Пятьдесят лет вместе. Я попыталась представить и не смогла. Мы с Костей прожили семь. Семь лет – и он сказал, что ему нужно пространство.
Зинаида Павловна открыла крышку пианино. Клавиши были жёлтые – от времени, не от грязи.
– Эту пьесу он сыграл мне на свадьбе. Сам написал аранжировку. Для четырёх рук. Сыграл только свою партию – вторую. А потом, после свадьбы, научил меня играть первую. И мы играли вместе. Каждый год в день свадьбы. Двадцать пятое июня. И просто так – когда хотелось. Когда было хорошо. Когда было плохо. Когда ссорились и мирились.
Она положила руки на клавиши. Начала играть.

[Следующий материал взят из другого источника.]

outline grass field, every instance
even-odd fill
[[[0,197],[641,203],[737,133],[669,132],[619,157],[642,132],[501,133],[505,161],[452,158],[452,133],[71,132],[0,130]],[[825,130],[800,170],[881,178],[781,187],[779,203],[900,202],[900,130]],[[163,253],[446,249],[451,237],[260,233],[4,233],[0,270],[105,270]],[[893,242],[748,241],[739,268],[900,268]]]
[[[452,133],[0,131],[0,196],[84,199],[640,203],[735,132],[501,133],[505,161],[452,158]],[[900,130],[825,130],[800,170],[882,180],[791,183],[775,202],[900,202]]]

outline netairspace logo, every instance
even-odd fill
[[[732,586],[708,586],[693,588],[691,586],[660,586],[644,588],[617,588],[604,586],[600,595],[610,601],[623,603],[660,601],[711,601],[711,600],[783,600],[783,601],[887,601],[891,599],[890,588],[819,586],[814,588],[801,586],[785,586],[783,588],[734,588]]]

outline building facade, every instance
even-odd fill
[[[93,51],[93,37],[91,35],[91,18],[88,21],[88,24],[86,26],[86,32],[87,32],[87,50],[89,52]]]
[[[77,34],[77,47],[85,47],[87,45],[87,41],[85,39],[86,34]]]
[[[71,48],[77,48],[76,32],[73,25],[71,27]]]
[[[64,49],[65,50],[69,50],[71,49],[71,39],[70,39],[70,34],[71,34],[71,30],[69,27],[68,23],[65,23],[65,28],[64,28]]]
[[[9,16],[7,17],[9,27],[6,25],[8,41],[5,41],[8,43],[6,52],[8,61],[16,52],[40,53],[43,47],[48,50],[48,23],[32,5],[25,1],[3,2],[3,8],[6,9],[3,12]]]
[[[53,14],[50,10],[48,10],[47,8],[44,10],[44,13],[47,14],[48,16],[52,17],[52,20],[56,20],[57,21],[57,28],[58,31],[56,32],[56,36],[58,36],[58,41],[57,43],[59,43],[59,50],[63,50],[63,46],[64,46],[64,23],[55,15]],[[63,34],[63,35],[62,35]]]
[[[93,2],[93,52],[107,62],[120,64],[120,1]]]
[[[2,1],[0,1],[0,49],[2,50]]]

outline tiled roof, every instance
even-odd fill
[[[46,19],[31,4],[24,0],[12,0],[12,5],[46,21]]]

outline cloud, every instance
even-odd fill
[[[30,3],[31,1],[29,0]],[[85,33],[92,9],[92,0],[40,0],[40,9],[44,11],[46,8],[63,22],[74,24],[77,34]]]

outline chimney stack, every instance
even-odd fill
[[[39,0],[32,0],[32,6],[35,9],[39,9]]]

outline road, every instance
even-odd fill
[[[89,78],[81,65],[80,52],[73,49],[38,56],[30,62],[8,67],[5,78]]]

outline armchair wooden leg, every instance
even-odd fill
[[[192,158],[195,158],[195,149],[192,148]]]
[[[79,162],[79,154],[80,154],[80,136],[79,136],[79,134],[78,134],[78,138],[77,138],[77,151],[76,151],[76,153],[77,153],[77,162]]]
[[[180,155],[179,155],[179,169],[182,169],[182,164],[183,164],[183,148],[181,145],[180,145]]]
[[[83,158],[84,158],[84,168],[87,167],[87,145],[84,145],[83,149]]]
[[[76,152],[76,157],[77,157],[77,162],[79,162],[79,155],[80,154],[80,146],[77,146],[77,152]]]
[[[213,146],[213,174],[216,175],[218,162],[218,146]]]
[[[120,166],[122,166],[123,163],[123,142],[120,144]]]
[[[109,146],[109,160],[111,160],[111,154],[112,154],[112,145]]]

Мелодия. Та самая. Светлая, с переливами. Её пальцы двигались точно, уверенно – правая рука вела мелодию, левая подыгрывала гармонию. Но что-то было не так. Музыка звучала... неполно. Как будто не хватало голоса. Второго голоса.
И – обрыв.
– Финал – там его партия. Там были его руки.
Тишина.
Я подошла ближе. На фотографии у пианино – чёрно-белый снимок: молодой мужчина за инструментом, рядом девушка в белом платье. Она – Зинаида Павловна, пятьдесят лет назад. Он – Григорий. Руки обоих – на клавишах. Взгляды – друг в друга. Свадебная фотография у пианино.
– Вы не пробовали сыграть его партию сами?
Она покачала головой.
– Пробовала. Много раз. Не могу. Пальцы помнят свою партию. Пятьдесят лет одно и то же. А его... – Она подняла руки, посмотрела на них. – Его партия – для других рук. Для его рук.
Я смотрела на клавиши. На её руки. На фотографию.
Два голоса. Два человека. Пятьдесят лет вместе. Год – один голос.
– А если я сыграю за него?
Она вздрогнула. Повернулась ко мне.
– Что?
– Я доиграю за него. Его партию. Покажите мне, как он играл.
***
Она не согласилась сразу. Я и не ждала.
– Это невозможно. – Она встала, отошла от пианино. – Вы не знаете пьесу. Вы не знали его. Это... это не ваша музыка.
– Я могу выучить пьесу. – Я осталась стоять у инструмента. – Я педагог. Двадцать лет за фортепиано. Если партия не слишком сложная технически – я справлюсь.
– Дело не в технике!
Голос дрогнул. Она отвернулась.
– Дело в нём. В его руках. В том, как он играл. Как дышал. Как смотрел на меня во время игры. Вы этого не повторите. Никто не повторит.
Я молчала. Она права. Я это понимала.
И всё же.
– Зинаида Павловна, – сказала я тихо. – Год. Вы год не доигрываете эту мелодию. Каждый вечер она обрывается на том же месте. Вы... вы не устали?
Она не ответила. Стояла у окна, спиной ко мне.
– У вас есть ноты? – спросила я. – Его партия. Я просто посмотрю.
Молчание. Потом:
– В ящике. Слева от инструмента.
Я открыла ящик. Там лежали ноты – рукописные, карандашом на пожелтевшей бумаге. Почерк мелкий, аккуратный. Заголовок: «Для четырёх рук. Зине».
Я достала листы. Посмотрела его партию. Технически несложная – мог бы справиться крепкий любитель. Но там были пометки. Много пометок. «Мягче здесь». «Подождать её». «Здесь смотреть в глаза». «Улыбнуться на паузе».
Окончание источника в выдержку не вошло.